1. Temyiz Yoluna Başvuranlar

Bölge Adliye Mahkemesinin yukarıda belirtilen kararına karşı süresi içinde davacılar temyiz isteminde bulunmuştur.

2. Temyiz Nedenleri

Davacılar temyiz dilekçesinde özetle, yerel mahkeme ve Bölge Adliye Mahkemesi kararının usul ve yasaya aykırı olduğunu belirtip istinaf dilekçelerindeki itiraz nedenlerini yineleyerek ret kararının bozulmasını talep etmişlerdir.

3. Gerekçe

3.1. Uyuşmazlık ve Hukuki Nitelendirme

Dava, kadastro öncesi nedenlere dayalı olarak açılan tapu iptali ve tescil isteğine ilişkindir.

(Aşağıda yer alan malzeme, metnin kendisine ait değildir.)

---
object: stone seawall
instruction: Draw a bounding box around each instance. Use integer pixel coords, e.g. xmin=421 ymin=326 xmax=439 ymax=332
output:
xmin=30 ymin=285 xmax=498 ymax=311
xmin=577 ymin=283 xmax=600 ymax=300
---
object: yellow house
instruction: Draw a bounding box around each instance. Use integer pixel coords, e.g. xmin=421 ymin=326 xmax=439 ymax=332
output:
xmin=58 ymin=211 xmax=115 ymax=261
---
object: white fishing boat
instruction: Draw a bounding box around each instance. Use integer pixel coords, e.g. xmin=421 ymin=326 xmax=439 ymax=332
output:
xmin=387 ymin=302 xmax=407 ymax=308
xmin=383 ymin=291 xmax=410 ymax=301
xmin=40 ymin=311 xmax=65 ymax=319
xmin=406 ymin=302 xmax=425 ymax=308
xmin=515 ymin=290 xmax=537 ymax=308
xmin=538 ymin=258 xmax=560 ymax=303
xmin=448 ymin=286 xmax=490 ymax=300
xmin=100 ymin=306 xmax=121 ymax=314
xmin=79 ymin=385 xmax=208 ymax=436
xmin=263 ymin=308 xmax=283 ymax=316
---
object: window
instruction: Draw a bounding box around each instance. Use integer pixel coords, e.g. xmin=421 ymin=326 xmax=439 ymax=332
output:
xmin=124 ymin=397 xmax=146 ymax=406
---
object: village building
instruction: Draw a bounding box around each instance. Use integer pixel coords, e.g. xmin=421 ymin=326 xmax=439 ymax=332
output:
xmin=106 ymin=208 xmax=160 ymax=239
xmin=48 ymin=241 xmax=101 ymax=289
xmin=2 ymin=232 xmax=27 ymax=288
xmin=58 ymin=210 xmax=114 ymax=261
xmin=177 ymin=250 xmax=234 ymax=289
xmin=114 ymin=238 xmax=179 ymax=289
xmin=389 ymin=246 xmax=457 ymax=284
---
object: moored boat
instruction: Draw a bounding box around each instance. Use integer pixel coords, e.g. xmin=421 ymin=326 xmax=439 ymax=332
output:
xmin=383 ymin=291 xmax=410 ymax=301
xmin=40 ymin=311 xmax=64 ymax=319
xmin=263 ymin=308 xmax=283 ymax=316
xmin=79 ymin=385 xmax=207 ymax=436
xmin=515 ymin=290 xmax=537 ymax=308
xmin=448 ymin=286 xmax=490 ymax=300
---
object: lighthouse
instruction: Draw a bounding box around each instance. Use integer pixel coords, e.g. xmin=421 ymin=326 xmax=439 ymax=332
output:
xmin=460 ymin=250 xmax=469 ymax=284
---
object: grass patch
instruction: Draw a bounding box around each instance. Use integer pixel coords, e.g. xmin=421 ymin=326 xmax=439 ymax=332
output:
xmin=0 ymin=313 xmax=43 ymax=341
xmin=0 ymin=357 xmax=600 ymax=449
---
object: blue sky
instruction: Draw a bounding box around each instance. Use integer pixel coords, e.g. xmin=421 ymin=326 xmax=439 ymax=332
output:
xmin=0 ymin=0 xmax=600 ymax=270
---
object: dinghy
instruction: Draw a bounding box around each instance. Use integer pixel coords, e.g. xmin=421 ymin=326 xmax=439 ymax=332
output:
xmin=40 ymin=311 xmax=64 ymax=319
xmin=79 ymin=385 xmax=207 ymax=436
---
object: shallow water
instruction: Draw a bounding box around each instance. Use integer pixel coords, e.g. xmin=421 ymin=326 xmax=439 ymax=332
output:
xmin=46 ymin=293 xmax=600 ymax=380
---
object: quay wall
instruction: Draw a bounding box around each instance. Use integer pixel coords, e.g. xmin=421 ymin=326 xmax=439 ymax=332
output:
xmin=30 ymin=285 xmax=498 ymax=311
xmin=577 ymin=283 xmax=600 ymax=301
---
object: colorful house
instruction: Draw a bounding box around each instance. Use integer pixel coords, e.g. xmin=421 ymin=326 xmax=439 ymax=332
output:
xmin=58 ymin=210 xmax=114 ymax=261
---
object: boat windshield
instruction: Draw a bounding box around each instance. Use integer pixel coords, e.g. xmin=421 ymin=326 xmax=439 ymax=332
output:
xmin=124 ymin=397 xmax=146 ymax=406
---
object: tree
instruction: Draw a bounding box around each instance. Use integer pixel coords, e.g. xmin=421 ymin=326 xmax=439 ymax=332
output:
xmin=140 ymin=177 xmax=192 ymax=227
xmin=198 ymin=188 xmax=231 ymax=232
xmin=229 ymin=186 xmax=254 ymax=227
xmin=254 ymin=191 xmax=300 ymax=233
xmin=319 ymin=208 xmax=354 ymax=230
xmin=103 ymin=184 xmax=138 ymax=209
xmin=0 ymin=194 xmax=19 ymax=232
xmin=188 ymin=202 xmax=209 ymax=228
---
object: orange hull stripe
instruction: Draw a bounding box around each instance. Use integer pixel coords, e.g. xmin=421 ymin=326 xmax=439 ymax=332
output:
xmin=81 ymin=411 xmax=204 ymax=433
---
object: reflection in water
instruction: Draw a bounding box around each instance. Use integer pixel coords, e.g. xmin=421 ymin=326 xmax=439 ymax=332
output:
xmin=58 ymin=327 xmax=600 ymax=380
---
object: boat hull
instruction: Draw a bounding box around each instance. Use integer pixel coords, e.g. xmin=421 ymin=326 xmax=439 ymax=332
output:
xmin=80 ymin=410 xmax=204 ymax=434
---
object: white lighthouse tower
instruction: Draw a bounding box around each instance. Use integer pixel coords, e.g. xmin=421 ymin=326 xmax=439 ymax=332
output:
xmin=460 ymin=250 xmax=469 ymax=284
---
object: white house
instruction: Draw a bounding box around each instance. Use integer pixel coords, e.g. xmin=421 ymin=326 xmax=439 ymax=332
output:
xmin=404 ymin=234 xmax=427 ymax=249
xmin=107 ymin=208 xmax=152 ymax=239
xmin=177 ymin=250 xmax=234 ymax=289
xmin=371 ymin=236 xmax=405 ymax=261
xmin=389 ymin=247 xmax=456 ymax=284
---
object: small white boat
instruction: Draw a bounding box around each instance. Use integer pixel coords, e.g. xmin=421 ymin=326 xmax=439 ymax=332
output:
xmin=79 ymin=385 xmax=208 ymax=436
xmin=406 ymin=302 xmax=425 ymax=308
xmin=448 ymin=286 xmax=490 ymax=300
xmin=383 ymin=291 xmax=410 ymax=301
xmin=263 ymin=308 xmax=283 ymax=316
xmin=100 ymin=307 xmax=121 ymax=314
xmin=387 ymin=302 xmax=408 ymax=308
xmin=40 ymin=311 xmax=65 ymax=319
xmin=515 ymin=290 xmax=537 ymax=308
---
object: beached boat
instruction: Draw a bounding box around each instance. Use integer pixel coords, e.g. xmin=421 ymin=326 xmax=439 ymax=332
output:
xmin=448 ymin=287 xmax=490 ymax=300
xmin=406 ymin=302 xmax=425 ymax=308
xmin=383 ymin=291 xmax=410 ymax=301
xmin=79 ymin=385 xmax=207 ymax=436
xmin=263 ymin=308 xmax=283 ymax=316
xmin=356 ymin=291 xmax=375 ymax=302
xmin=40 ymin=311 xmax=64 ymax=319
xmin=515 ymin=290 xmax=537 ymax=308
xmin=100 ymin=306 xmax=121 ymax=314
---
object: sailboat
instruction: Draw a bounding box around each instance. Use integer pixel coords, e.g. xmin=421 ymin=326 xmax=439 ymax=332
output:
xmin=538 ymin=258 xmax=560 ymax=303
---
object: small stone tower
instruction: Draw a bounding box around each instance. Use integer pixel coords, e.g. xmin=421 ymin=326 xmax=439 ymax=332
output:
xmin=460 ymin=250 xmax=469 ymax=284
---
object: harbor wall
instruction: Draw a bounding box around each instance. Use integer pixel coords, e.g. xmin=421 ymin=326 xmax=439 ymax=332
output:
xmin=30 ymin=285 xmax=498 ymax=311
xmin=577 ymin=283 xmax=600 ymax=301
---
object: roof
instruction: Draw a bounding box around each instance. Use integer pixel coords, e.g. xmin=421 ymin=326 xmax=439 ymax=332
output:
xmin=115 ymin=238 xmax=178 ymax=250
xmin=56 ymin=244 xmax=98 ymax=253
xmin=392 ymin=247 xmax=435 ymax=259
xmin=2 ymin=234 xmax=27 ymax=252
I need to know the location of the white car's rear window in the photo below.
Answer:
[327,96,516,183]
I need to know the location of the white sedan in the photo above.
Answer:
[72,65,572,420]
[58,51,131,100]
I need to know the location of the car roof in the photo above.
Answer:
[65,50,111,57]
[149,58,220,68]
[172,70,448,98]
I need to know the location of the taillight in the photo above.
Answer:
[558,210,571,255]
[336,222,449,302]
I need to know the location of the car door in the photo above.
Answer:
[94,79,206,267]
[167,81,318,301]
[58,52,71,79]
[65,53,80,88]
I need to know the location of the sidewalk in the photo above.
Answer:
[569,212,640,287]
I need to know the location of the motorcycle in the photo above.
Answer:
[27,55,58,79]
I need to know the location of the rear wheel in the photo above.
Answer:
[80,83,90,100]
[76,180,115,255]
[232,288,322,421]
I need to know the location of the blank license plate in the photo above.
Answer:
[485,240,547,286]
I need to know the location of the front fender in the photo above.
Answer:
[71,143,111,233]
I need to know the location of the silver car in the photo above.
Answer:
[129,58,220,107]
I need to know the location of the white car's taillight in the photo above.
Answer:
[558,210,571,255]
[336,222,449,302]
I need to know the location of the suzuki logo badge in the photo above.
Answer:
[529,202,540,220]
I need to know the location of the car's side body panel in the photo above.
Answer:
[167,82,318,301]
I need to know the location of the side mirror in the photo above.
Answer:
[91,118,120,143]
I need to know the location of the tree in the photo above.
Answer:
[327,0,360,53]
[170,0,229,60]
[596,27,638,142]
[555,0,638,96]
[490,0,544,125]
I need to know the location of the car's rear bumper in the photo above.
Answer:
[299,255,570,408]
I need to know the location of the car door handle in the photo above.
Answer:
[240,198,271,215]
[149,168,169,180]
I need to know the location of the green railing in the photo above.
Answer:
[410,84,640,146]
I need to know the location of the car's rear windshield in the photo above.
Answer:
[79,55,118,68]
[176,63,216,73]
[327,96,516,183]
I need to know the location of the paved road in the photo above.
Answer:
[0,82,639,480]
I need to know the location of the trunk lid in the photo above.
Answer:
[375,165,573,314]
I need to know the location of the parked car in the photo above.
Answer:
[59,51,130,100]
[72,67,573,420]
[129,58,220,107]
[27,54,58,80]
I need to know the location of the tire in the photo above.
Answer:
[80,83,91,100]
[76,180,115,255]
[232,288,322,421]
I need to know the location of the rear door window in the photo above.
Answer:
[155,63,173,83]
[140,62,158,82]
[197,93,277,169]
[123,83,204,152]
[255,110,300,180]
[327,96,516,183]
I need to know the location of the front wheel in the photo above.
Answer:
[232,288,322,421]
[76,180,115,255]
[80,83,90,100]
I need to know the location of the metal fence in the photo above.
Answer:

Kadastro çalışmaları sonucunda Gümüşhane ili, .... ilçesi, .... köyü çalışma alanında bulunan 206 ada 2 parsel sayılı 22.582,23 m2 yüzölçümündeki taşınmaz, kazandırıcı zamanaşımı zilyetliğine dayanarak belgesizden iki adet ev ve bahçe vasfıyla davalı ... adına tespit ve tescil edilmiştir.

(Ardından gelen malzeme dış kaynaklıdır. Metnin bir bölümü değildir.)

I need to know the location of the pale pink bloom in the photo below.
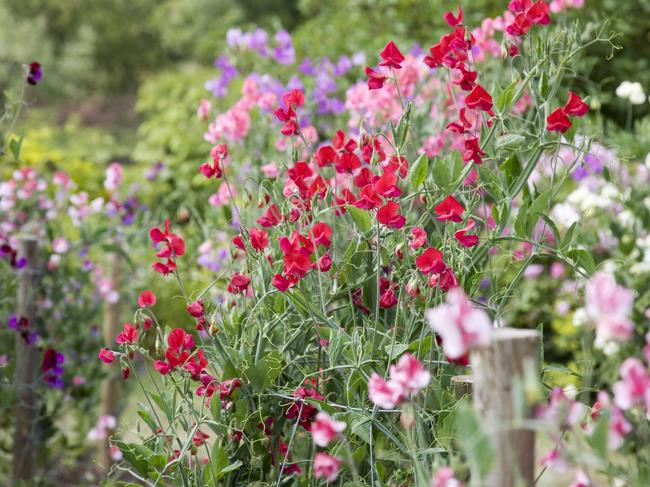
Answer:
[390,353,431,394]
[425,287,492,359]
[569,470,593,487]
[52,237,70,254]
[429,467,463,487]
[311,411,345,447]
[612,357,650,410]
[368,372,404,409]
[314,453,341,482]
[196,99,212,120]
[260,162,280,178]
[585,272,634,348]
[104,162,123,191]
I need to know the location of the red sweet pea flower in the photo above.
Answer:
[99,348,115,364]
[366,66,387,90]
[463,137,485,164]
[249,228,269,252]
[183,350,208,380]
[115,323,139,345]
[138,291,156,308]
[312,253,332,272]
[465,84,492,112]
[186,299,205,318]
[433,195,465,223]
[377,201,406,230]
[257,203,282,228]
[454,220,478,247]
[149,219,185,275]
[415,247,445,276]
[315,145,336,167]
[311,222,332,247]
[379,41,404,69]
[271,274,293,292]
[546,108,573,134]
[442,5,463,27]
[564,91,589,117]
[409,227,427,250]
[228,272,251,294]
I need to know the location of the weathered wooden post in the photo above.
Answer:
[11,237,38,485]
[97,253,122,470]
[470,328,540,487]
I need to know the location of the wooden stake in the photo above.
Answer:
[97,254,122,470]
[470,328,540,487]
[11,237,39,485]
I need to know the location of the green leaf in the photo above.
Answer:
[495,134,526,151]
[346,205,372,233]
[456,401,494,481]
[409,154,429,191]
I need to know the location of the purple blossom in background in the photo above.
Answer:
[298,58,316,76]
[41,348,65,389]
[352,52,366,66]
[273,30,296,64]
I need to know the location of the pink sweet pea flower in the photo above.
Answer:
[311,412,346,447]
[425,288,492,360]
[138,291,156,308]
[314,453,341,482]
[390,353,431,393]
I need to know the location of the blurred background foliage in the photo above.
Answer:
[0,0,650,172]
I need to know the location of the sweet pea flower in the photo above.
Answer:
[425,287,492,359]
[390,353,431,393]
[585,272,634,348]
[311,412,346,447]
[314,453,341,482]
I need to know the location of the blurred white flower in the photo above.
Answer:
[616,81,646,105]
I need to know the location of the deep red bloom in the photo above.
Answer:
[138,291,156,308]
[546,108,573,134]
[415,247,445,275]
[377,201,406,230]
[453,64,478,91]
[249,228,269,252]
[25,61,43,85]
[257,203,282,228]
[315,145,336,167]
[465,84,492,112]
[463,137,485,164]
[99,348,115,364]
[115,323,139,344]
[228,272,251,294]
[564,91,589,117]
[271,274,293,292]
[454,220,478,247]
[442,5,463,27]
[379,41,404,69]
[409,227,427,250]
[366,66,386,90]
[311,222,332,247]
[433,195,465,223]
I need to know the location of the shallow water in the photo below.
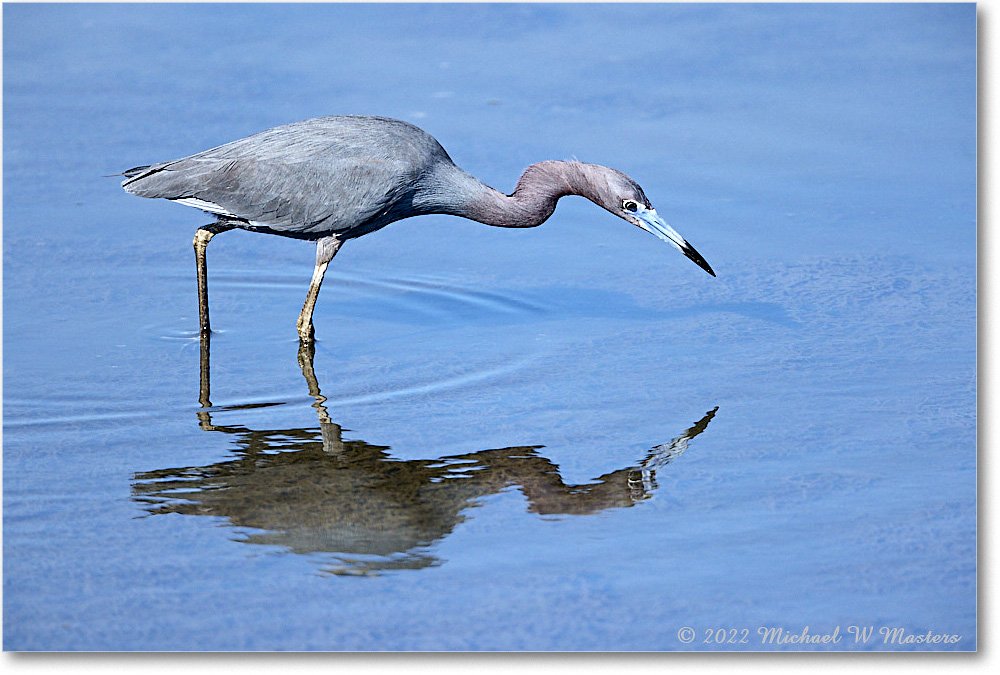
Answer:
[3,5,976,650]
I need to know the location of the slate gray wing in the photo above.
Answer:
[122,118,447,236]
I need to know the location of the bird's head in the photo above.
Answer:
[584,164,715,277]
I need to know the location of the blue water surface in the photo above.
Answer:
[3,4,977,651]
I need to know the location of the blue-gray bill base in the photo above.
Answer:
[122,115,715,342]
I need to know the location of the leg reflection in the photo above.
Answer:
[298,340,344,455]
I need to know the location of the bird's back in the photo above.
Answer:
[122,116,454,238]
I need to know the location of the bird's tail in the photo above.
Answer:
[119,164,150,178]
[104,166,149,178]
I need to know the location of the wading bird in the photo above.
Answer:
[122,115,715,342]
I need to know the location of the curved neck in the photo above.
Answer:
[447,161,593,227]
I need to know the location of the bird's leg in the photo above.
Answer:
[299,342,344,455]
[194,223,235,335]
[296,236,343,342]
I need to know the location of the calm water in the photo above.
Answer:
[3,5,977,650]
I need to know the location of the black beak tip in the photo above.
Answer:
[684,246,715,277]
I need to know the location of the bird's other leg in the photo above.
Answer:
[296,236,343,342]
[194,223,235,335]
[299,342,344,455]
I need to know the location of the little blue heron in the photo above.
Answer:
[122,115,715,342]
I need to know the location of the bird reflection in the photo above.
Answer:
[132,335,718,575]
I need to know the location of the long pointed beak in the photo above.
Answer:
[635,206,715,277]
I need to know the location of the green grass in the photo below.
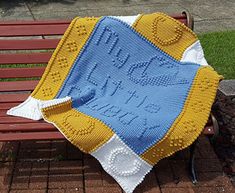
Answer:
[199,31,235,79]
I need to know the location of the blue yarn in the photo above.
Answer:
[56,17,199,154]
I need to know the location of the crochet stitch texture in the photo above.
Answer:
[8,13,221,193]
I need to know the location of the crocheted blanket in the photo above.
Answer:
[8,13,221,193]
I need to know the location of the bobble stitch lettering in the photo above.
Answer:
[86,63,98,86]
[125,90,139,104]
[118,112,138,125]
[144,103,161,113]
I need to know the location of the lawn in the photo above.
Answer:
[199,31,235,79]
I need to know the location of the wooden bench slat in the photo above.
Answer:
[0,123,55,132]
[0,52,52,64]
[0,80,39,92]
[0,131,64,141]
[0,93,30,103]
[0,67,45,78]
[0,24,68,37]
[0,39,60,50]
[0,20,71,26]
[0,116,40,124]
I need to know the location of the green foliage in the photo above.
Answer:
[199,31,235,79]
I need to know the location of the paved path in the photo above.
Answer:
[0,0,235,33]
[0,137,235,193]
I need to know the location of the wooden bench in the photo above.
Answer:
[0,12,219,183]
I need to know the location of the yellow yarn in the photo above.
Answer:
[133,13,197,60]
[42,100,114,153]
[141,66,222,165]
[31,17,99,100]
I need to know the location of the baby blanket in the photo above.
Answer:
[8,13,221,193]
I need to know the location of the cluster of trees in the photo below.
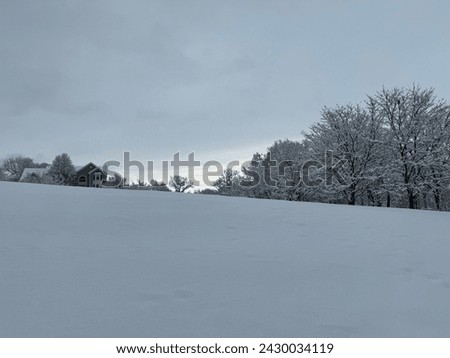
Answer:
[204,85,450,210]
[0,153,80,185]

Davaya konu 206 ada 2 parsel sayılı taşınmaz ile dava dışı 206 ada 1 parsel sayılı taşınmazın evveliyatı itibariyle bir bütün halinde tarafların ortak murisi ...'e ait olduğu ve yapılan paylaşımda 206 ada 1 parselin davacıya, 206 ada 2 parselin ise davalıya isabet ettiği hususlarında taraflar arasında herhangi bir uyuşmazlık bulunmamaktadır. Uyuşmazlık, dava konusu 206 ada 2 parsel sayılı taşınmazın sınırları içerisinde kalan ve üzerinde ev, samanlık ile mereğin bulunduğu yaklaşık bir dönüm yüzölçümündeki taşınmaz bölümünün (satış sözleşmesinde belirtilen kısmın) yapılan paylaşıma dahil olup olmadığı ve bu husustaki ispat külfetinin kime ait olduğu noktasında toplanmaktadır.

3.2. İlgili Hukuk

TMK'nın 599. maddesi hükmü uyarınca miras; murisin ölümüyle ve terekenin açılmasıyla mirasçılarına geçer ve mirasçılar terekedeki mallar (menkul- gayrimenkul) üzerinde bu tarih itibariyle hak sahibi olurlar.

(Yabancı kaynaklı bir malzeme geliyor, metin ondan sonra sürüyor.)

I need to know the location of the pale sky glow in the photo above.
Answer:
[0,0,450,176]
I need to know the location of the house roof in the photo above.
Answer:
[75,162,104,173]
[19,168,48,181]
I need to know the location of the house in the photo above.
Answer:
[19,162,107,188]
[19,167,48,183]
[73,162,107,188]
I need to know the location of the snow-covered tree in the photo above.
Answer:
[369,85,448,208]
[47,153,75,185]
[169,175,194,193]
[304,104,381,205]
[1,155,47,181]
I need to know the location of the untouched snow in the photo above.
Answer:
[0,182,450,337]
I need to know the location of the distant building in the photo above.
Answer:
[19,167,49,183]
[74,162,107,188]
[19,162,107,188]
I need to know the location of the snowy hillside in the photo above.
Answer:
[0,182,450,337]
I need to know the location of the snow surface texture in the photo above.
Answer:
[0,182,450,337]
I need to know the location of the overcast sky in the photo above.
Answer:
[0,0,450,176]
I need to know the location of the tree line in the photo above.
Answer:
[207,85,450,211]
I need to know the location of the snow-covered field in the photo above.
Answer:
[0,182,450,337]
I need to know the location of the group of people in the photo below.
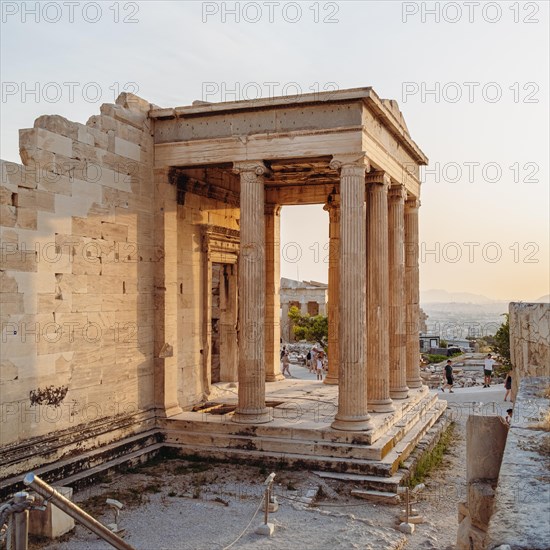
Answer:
[306,348,326,380]
[441,353,512,402]
[281,346,326,380]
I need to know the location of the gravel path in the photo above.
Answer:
[32,386,506,550]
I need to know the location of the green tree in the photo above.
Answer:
[492,313,512,370]
[288,306,328,349]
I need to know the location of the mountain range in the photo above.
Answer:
[420,289,550,305]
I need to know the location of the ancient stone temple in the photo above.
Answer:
[0,88,442,496]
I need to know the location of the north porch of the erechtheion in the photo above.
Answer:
[2,88,441,496]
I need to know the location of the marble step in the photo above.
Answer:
[0,430,162,498]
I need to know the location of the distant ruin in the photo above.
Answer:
[0,88,443,496]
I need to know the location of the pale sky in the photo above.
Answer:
[0,0,550,300]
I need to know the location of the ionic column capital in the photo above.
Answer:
[330,151,370,175]
[405,197,420,211]
[365,170,391,188]
[323,191,340,217]
[233,160,270,176]
[388,183,407,203]
[264,203,281,216]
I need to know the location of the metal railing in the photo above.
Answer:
[0,472,135,550]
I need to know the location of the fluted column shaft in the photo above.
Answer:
[331,154,372,431]
[323,194,340,384]
[405,197,422,388]
[366,172,395,412]
[265,204,284,382]
[233,161,270,424]
[388,185,409,399]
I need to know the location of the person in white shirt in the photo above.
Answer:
[483,353,495,388]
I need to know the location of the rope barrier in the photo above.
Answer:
[223,495,264,550]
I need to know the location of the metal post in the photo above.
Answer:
[23,472,135,550]
[12,491,29,550]
[264,483,271,524]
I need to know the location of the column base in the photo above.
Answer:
[265,372,285,382]
[231,407,273,424]
[368,399,395,412]
[330,414,374,432]
[407,377,422,389]
[323,374,338,386]
[390,386,409,399]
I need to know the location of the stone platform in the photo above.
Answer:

4721 sayılı Türk Medeni Kanunu'nun 763'üncü maddesine göre; taşınır mülkiyetinin nakli için zilyetliğin devri gerekir.

Tapu siciline kayıtlı olmayan taşınmazlarda, zilyetlik mülkiyetin karinesidir. Zilyetliğin konusu taşınır, taşınmaz mallar ve haklardır. Taşınmaz mal tapulu olabileceği gibi, tapusuz da olabilir. Tapusuz taşınmazlarda zilyetliğin ayrı bir önemi ve işlevi bulunmaktadır. Tapuda kayıtlı taşınmazlarda tapu sicili mülkiyete karine teşkil ettiği halde tapusuz taşınmazlarda zilyetlik mülkiyetin karinesidir (Yargıtay Hukuk Genel Kurulu 15.02.2012 gün, 2011/20-714 Esas, 2012/78 Karar).

3402 sayılı Kadastro Kanunu’nun 15. maddesi "Tapuda kayıtlı taşınmaz malların malikleri veya bunların mirasçıları arasında, tapuda kayıtlı olmayan taşınmaz malların ise on dördüncü madde gereğince belirlenen zilyetleri arasında taksim edildikleri belgelerle veya bilirkişi veyahut tanık beyanları ile sabit olduğu takdirde bu mallar taksim gereğince zilyetleri adına tespit olunur.” hükmünü içermektedir.

3.3. Değerlendirme

Dosya içeriğine, toplanan delillere, (IV./3.) numaralı paragrafta yer verilen Bölge Adliye Mahkemesi kararının dayandığı yasal ve hukuksal gerekçeye göre, yazılı şekilde karar verilmesinde bir isabetsizlik bulunmamaktadır.

VI. SONUÇ

Açıklanan nedenlerle davacıların yerinde bulunmayan temyiz itirazlarının reddiyle usul ve yasaya uygun olan Bölge Adliye Mahkemesi kararının 6100 sayılı HMK'nın 370. maddesi uyarınca ONANMASINA, aşağıda yazılı 26,30 TL bakiye onama harcının davacı ... ve davacı ...’tan ayrı ayrı alınmasına, 31/10/2022 tarihinde kesin olmak üzere oy birliğiyle karar verildi.